The déjà vu congressional race for Florida’s southernmost district features the same candidates, the same slogans and the same issues as it did two years ago.
Except this time it also involves a federal grand jury, a pile of ethics violations and an FBI witness on the lam.
Republican U.S. Rep. David Rivera handily defeated Democrat Joe Garcia in 2010. Now the congressman, plagued by controversy, is fighting for his political survival.
His party has largely abandoned him. He has been unable to raise much campaign money. And he has had to defend himself about pending federal investigations and state ethics charges in almost all of his recent public appearances.
Rivera has tried to counter these questions with political judo. The FBI probe? An invention, he claims, of The Miami Herald, El Nuevo Herald and other media outlets. The 11 charges the Florida Commission of Ethics filed this week? A Democratic hit job. As for his opponent, Rivera has deployed the gravest of slurs: Garcia, he insists — without offering any proof — is an agent of Fidel Castro.
“That’s what’s at stake in this election,” Rivera told a Spanish-language television station this week. “Not these false allegations: having Havana’s man in Congress.”
The day before, Garcia, who has employed a campaign strategy of getting out of Rivera’s way, accused the congressman of engaging in “a great campaign of disinformation.”
“He’s in a desperate place,” Garcia told reporters at a forum sponsored by the AARP. “This is not about investigations ... When this gentleman gets up, he stands up for all of us.”
Rivera, 47, and Garcia, 49, are vying to represent Congressional District 26, whose newly redrawn borders extend from Kendall to Key West. Neither Garcia, who is divorced and has a teenage daughter, nor Rivera, who is unmarried, lives in the district — nor are they required to. Two other candidates, Angel Fernandez and Jose Peixoto, are running without party affiliation, though they have not mounted major campaigns.
The inclusion of the more moderate Florida Keys has made the district slightly less favorable for the incumbent Rivera, whose previous district stretched from western Miami-Dade to east of Naples.
Still, political analysts widely rated the new district as leaning Republican — until after the Democratic primary, in which a little-funded first-time candidate, Justin Lamar Sternad, carried out an extensive direct-mail campaign with sophisticated voter targeting.

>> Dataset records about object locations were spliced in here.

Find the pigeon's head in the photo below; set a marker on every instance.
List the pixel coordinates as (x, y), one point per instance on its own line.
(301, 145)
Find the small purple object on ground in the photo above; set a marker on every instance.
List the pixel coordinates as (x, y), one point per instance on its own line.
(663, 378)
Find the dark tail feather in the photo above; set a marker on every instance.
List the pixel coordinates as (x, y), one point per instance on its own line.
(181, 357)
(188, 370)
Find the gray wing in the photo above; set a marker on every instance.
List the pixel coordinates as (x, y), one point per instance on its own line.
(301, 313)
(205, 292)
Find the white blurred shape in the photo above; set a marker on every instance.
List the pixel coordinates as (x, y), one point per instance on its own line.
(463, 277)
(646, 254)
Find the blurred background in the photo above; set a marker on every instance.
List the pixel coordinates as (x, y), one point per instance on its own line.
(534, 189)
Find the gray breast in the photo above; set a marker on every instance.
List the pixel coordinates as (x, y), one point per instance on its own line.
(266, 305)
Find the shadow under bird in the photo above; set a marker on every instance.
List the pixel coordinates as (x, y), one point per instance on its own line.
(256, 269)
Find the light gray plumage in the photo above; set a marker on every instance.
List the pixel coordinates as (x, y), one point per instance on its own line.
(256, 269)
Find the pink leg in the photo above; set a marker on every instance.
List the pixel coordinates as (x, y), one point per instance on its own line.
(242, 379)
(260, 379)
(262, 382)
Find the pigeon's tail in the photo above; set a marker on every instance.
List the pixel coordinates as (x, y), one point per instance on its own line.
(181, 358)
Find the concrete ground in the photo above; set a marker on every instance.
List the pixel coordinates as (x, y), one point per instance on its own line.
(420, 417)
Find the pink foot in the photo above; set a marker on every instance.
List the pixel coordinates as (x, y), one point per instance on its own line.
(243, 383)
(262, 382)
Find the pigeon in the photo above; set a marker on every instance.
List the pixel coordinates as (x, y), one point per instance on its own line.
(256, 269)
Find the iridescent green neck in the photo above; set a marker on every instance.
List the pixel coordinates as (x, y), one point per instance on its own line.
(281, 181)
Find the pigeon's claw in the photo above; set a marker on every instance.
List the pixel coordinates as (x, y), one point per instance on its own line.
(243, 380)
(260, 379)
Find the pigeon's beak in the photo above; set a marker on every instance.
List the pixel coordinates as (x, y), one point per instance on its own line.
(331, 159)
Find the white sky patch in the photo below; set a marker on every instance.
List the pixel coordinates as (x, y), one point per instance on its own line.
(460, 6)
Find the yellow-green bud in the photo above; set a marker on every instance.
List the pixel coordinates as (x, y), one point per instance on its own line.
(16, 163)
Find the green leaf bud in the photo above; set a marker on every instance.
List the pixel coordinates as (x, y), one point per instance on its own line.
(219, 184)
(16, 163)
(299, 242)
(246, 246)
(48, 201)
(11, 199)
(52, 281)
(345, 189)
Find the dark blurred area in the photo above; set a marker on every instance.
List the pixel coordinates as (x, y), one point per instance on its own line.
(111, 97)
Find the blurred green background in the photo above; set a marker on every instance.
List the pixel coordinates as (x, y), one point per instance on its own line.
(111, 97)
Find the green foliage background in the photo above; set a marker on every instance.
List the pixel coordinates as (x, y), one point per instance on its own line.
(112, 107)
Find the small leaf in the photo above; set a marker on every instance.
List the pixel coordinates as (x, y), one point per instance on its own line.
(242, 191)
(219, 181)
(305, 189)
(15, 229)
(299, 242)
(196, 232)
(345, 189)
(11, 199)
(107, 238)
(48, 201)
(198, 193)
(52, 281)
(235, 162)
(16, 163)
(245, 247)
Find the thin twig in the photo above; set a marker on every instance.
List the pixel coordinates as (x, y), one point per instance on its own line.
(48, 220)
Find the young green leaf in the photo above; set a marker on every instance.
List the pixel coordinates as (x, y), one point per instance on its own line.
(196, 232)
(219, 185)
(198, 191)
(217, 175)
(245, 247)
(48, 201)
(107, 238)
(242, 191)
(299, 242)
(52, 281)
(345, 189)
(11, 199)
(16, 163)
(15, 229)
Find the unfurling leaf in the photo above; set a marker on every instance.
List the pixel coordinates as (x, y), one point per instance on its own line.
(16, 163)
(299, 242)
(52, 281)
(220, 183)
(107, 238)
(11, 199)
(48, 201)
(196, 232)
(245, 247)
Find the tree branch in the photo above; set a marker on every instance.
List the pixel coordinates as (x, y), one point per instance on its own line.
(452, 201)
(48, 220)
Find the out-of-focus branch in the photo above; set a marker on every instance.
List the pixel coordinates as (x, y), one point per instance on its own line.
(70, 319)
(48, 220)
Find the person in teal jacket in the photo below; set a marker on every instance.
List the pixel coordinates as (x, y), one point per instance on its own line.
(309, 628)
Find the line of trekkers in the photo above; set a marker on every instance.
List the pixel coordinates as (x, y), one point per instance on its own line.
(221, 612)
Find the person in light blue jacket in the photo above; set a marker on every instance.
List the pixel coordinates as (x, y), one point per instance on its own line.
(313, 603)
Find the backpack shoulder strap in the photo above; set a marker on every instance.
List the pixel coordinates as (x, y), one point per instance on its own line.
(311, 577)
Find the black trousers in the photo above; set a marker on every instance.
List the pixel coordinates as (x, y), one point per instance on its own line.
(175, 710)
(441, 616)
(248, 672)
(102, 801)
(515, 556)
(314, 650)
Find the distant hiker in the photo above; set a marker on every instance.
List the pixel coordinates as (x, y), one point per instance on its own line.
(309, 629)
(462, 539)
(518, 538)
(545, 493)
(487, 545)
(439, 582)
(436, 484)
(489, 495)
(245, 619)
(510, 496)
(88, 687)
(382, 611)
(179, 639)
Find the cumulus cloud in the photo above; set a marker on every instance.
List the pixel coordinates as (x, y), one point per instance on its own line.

Two campaign vendors, who have since given statements and turned over evidence to the FBI, have said Rivera ran Sternad’s operation. The conduit was Rivera’s close friend, Ana Sol Alliegro — Sternad’s campaign manager — who delivered envelopes stuffed with cash to a printing company. Alliegro vanished after skipping a scheduled interview with FBI agents, who are still trying to talk to her.
Word of the federal investigation, which drew the attention of a grand jury, prompted Rivera to slip in the polls. Two Democratic surveys and one Republican one have shown Garcia ahead by around 10 percentage points — a lead that a few months earlier would have been unthinkable. Despite Rivera saying his internal polls show him ahead, political analysts changed their predictions to make them less favorable to the congressman.